Download or read book Historical Dictionary of the Beat Movement written by Paul Varner and published by Scarecrow Press. This book was released on 2012 with total page 395 pages. Available in PDF, EPUB and Kindle. Book excerpt: The Beat Movement was one of the most radical and innovative literary and arts movements of the 20th century, and the history of the Beat Movement is still being written in the early years of the 21st century. Unlike other kinds of literary and artistic movements, the Beat Movement is self-perpetuating. After the 1950s generation, headlined by Jack Kerouac, Allen Ginsberg, and William S. Burroughs, a new generation arose in the 1960s led by writers such as Diane Wakoski, Anne Waldman, and poets from the East Side Scene. In the 1970s and 1980s writers from the Poetry Project at St. Mark's Church and contributors to World magazine continued the movement. The 1980s and 1990s Language Movement saw itself as an outgrowth and progression of previous Beat aesthetics. Today poets and writers in San Francisco still gather at City Lights Bookstore and in Boulder at the Jack Kerouac School of Disembodied Poetics and continue the movement. It is now a postmodern movement and probably would be unrecognizable to the earliest Beats. It may even be in the process of finally shedding the name Beat. But the Movement continues. The Historical Dictionary of the Beat Movement covers the movement's history through a chronology, an introductory essay, and an extensive bibliography.

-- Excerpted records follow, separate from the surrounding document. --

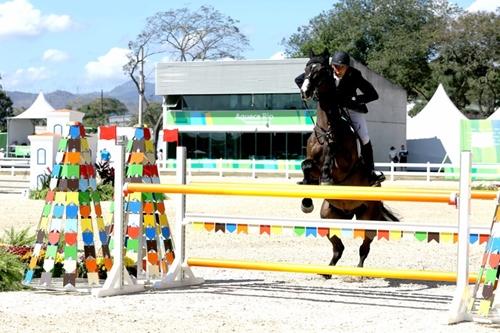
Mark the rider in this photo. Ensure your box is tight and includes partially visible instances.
[331,51,385,184]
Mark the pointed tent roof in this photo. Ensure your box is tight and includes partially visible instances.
[13,92,54,119]
[488,108,500,120]
[406,84,467,162]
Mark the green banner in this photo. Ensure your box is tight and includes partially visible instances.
[167,110,316,126]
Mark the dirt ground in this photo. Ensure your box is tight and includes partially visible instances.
[0,177,500,332]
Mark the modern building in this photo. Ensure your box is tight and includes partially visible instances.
[156,58,406,162]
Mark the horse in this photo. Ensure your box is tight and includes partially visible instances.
[300,50,399,278]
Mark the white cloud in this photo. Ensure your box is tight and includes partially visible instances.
[85,47,130,81]
[269,51,286,60]
[467,0,500,12]
[42,49,69,62]
[3,66,50,90]
[0,0,72,37]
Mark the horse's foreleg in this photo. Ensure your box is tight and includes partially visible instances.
[358,237,373,267]
[323,235,345,279]
[320,144,335,185]
[301,159,318,213]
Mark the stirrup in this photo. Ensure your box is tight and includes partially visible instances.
[370,170,386,187]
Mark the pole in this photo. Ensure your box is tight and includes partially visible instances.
[137,47,144,127]
[448,151,472,324]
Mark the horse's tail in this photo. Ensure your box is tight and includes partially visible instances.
[381,204,399,222]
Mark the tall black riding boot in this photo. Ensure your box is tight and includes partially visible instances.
[361,141,385,185]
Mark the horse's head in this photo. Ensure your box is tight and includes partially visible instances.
[300,49,332,99]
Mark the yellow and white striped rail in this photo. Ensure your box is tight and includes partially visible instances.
[123,183,496,204]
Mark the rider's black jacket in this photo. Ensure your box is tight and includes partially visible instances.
[336,67,378,113]
[295,67,378,113]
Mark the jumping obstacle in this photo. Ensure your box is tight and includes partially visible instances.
[94,147,495,322]
[186,258,477,283]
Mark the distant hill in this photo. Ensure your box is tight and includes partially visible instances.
[6,81,161,113]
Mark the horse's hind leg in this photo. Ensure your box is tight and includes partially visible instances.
[320,144,334,185]
[300,159,318,213]
[358,237,373,267]
[320,200,345,279]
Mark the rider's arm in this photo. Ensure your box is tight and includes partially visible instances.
[356,74,378,104]
[295,73,306,88]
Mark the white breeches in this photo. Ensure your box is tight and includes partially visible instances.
[348,110,370,145]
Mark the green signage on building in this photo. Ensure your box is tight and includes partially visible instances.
[167,110,316,126]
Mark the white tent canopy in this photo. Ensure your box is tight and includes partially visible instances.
[406,84,467,163]
[7,92,54,150]
[488,108,500,120]
[13,92,55,119]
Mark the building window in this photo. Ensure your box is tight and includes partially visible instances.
[36,148,47,165]
[167,132,311,160]
[179,91,304,111]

The dictionary section has over 700 cross-referenced entries on significant people, themes, critical issues, and the most significant novels, poems, and volumes of poetry and prose that have formed the Beat canon. This book is an excellent access point for students, researchers, and anyone wanting to know more about the Beat Movement.
Download or read book A Companion to American Poetry written by Mary McAleer Balkun and published by John Wiley & Sons. This book was released on 2022-04-11 with total page 532 pages. Available in PDF, EPUB and Kindle. Book excerpt: A COMPANION TO AMERICAN POETRY A Companion to American Poetry brings together original essays by both established scholars and emerging critical voices to explore the latest topics and debates in American poetry and its study. Highlighting the diverse nature of poetic practice and scholarship, this comprehensive volume addresses a broad range of individual poets, movements, genres, and concepts from the seventeenth century to the present day. Organized thematically, the Companion’s thirty-seven chapters address a variety of emerging trends in American poetry, providing historical context and new perspectives on topics such as poetics and identity, poetry and the arts, early and late experimentalisms, poetry and the transcendent, transnational poetics, poetry of engagement, poetry in cinema and popular music, Queer and Trans poetics, poetry and politics in the 21st century, and African American, Asian American, Latinx, and Indigenous poetries. Both a nuanced survey of American poetry and a catalyst for future scholarship, A Companion to American Poetry is essential reading for advanced undergraduate and graduate students, academic researchers and scholars, and general readers with interest in current trends in American poetry.